What It Means to Borrowers: Summary
If you’re considering obtaining a loan from a licensed moneylender, the recent changes to the law may affect you. Here’s what it means for borrowers:
More Comprehensive Credit Checks
Licensed moneylenders can now obtain credit reports from a list of prescribed credit bureaus, allowing for more comprehensive credit checks on borrowers. This means that moneylenders will have access to a wider range of information regarding an applicant’s creditworthiness and indebtedness, which can influence their decision to grant a loan.

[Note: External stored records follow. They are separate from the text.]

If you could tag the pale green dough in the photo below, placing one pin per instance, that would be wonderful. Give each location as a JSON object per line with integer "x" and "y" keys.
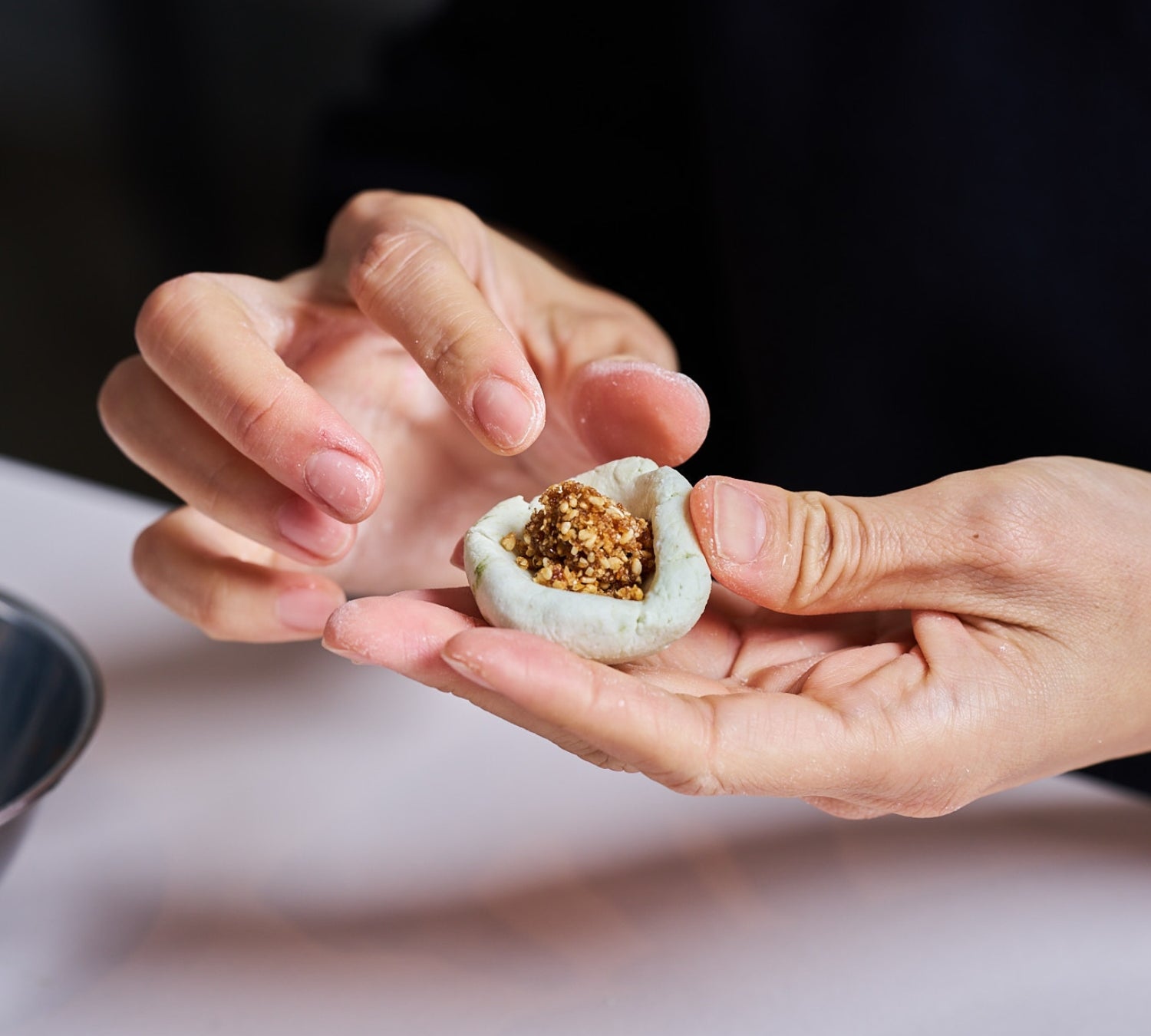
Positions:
{"x": 592, "y": 625}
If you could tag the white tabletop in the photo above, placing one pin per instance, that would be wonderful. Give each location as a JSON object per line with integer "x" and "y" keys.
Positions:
{"x": 271, "y": 840}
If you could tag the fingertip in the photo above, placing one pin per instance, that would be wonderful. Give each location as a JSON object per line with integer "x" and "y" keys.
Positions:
{"x": 508, "y": 414}
{"x": 306, "y": 609}
{"x": 623, "y": 407}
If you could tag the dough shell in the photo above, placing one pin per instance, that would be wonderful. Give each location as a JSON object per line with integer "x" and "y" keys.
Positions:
{"x": 593, "y": 625}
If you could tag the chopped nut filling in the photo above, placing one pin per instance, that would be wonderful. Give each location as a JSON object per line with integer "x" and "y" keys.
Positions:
{"x": 582, "y": 541}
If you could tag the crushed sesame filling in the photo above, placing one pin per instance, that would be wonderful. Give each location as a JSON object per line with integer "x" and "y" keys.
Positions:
{"x": 582, "y": 541}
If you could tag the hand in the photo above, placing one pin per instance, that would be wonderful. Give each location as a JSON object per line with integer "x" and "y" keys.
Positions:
{"x": 905, "y": 654}
{"x": 340, "y": 430}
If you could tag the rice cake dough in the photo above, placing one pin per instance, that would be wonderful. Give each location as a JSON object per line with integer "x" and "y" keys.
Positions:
{"x": 593, "y": 624}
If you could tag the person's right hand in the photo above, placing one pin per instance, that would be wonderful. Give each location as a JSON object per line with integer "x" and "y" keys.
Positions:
{"x": 424, "y": 351}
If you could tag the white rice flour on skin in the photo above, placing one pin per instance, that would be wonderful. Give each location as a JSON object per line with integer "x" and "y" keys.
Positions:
{"x": 593, "y": 625}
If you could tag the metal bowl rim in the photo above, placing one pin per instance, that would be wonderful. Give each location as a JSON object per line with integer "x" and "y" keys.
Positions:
{"x": 18, "y": 612}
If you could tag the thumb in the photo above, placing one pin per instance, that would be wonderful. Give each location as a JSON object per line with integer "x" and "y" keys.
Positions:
{"x": 955, "y": 545}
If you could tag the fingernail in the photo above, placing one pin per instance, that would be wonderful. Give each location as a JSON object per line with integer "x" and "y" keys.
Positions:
{"x": 306, "y": 609}
{"x": 739, "y": 523}
{"x": 506, "y": 416}
{"x": 311, "y": 530}
{"x": 345, "y": 483}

Disclosure of Borrower Information
Licensed moneylenders are now permitted to disclose borrower information to third parties, such as prescribed credit bureaus, for the purpose of obtaining a credit report. They can also share borrower information with third parties engaged to provide IT support or recover debts. Additionally, they can share information with any prescribed person for purposes related to the welfare and protection of applicants, borrowers, and sureties.
Limitations on Disclosed Information
The extent of the borrower information that can be shared is limited to what is necessary. For example, when purchasing a credit report from a prescribed credit bureau, the disclosure of the identification number of the loan applicant will be necessary. This means that moneylenders will not be able to share excessive information about borrowers without proper justification.
Verification of Information
Licensed moneylenders can now obtain records from public agencies to verify the accuracy of information submitted by loan applicants. This helps to prevent fraudulent information from being used to obtain loans.
Over-borrowing Prevention
The previous restrictions on credit checks may have enabled over-borrowing by individuals who withheld or inaccurately declared their credit information. With the expanded access to credit reports, licensed moneylenders can make more informed decisions on whether to grant a loan, which may prevent over-borrowing.
In summary, these changes to the law may result in more transparent and informed lending practices by licensed moneylenders, which can benefit borrowers in the long run. However, borrowers should also be aware that their information may be disclosed to third parties for credit checks and other purposes.